Python's plain = assignment operator also supports assigning multiple variables at once through tuple unpacking and the starred assignment form.
x, y, z = 10, 20, 30
print(x, y, z)
first, *rest = [1, 2, 3, 4, 5]
print(first)
print(rest)
a = b = c = 100
print(a, b, c)
10 20 30
1
[2, 3, 4, 5]
100 100 100
Tuple unpacking assigns each value on the right to the corresponding name on the left. The starred form (*rest) captures all remaining elements into a list. Chained assignment (a = b = c = 100) binds all three names to the same value simultaneously.

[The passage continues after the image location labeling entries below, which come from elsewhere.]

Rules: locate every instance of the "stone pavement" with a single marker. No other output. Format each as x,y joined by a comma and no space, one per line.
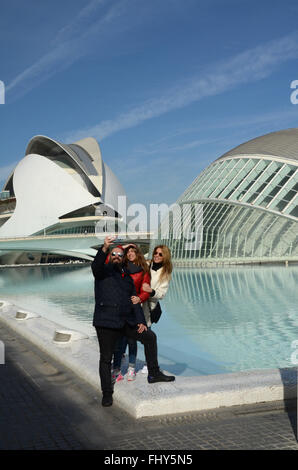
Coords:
45,406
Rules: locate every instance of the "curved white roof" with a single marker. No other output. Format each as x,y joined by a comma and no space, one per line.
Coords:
281,144
55,179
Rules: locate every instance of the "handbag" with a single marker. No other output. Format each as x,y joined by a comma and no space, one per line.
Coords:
155,313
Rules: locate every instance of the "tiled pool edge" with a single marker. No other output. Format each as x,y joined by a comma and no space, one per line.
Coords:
186,394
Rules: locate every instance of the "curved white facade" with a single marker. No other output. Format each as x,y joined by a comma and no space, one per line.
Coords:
57,189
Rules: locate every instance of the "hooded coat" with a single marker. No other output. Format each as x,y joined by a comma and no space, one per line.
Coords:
113,288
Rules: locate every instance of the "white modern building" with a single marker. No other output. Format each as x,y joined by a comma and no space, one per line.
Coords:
248,200
54,198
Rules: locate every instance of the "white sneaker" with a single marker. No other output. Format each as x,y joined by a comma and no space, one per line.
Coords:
131,374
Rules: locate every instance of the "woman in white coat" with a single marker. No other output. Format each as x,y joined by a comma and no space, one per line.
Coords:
160,272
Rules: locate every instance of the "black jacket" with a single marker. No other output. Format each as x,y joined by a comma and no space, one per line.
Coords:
113,290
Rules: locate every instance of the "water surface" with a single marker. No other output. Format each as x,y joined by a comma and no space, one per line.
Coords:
214,320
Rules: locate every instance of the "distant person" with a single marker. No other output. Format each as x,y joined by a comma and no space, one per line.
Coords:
160,274
137,266
115,315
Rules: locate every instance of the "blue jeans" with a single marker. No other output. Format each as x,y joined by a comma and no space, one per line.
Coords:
121,348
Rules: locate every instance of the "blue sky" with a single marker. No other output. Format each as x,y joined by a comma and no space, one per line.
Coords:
165,86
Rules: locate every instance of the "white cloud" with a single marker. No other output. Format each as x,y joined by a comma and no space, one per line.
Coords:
249,66
71,43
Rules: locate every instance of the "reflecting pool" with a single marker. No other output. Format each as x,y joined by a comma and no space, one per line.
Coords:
214,320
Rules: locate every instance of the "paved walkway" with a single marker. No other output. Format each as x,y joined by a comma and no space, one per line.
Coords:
45,406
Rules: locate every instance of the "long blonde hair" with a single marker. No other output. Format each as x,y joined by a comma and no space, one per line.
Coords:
167,266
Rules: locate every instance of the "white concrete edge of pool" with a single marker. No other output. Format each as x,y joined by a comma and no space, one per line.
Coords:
138,398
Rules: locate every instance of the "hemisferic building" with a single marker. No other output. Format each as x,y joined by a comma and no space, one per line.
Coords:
248,200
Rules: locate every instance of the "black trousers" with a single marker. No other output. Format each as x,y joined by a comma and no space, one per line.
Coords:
108,337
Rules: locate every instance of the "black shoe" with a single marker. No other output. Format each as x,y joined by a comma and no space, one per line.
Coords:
107,399
160,377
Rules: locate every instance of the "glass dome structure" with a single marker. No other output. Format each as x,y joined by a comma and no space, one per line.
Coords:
248,198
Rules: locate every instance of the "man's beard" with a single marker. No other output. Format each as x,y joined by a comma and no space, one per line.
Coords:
117,266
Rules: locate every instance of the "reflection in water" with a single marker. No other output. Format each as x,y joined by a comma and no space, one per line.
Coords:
245,317
214,320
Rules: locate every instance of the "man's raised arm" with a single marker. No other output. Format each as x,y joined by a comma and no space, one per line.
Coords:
98,263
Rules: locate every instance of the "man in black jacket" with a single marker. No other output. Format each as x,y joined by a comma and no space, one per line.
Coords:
115,315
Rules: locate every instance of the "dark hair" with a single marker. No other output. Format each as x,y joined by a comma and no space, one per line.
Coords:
140,259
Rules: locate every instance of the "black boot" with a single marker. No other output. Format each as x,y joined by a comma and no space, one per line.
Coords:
107,399
160,377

This example brings together simple assignment, augmented assignment operators, and the walrus operator in a realistic mini-program that reads a list of student scores, filters out low scores using the walrus operator, applies a bonus using +=, and reports a final summary.
import statistics
student_scores = {
"Alice": 78,
"Bob": 45,
"Carol": 91,
"David": 38,
"Eve": 85,
"Frank": 52,
}
PASSING_THRESHOLD = 50
BONUS_POINTS = 5
qualifying_scores = []
for student, score in student_scores.items():
if (adjusted := score + BONUS_POINTS) >= PASSING_THRESHOLD:
qualifying_scores.append(adjusted)
print(f"{student}: {score} + {BONUS_POINTS} bonus = {adjusted} (qualifies)")
else:
print(f"{student}: {score} + {BONUS_POINTS} bonus = {adjusted} (below threshold)")
total = 0
for s in qualifying_scores:
total += s
count = len(qualifying_scores)
average = total / count if count > 0 else 0
print(f"\nQualifying students: {count}")
print(f"Total score sum: {total}")
print(f"Average qualifying score: {average:.2f}")
high_score = qualifying_scores[0]
for s in qualifying_scores[1:]:
if s > high_score:
high_score = s
print(f"Highest qualifying score: {high_score}")
Alice: 78 + 5 bonus = 83 (qualifies)
Bob: 45 + 5 bonus = 50 (qualifies)
Carol: 91 + 5 bonus = 96 (qualifies)
David: 38 + 5 bonus = 43 (below threshold)
Eve: 85 + 5 bonus = 90 (qualifies)
Frank: 52 + 5 bonus = 57 (qualifies)
Qualifying students: 5
Total score sum: 376
Average qualifying score: 75.20
Highest qualifying score: 96
The walrus operator := computes the adjusted score and assigns it in the same expression used to test whether the student qualifies. The += operator accumulates the running total across the qualifying list. The final stats are derived entirely from those two assignment patterns working together.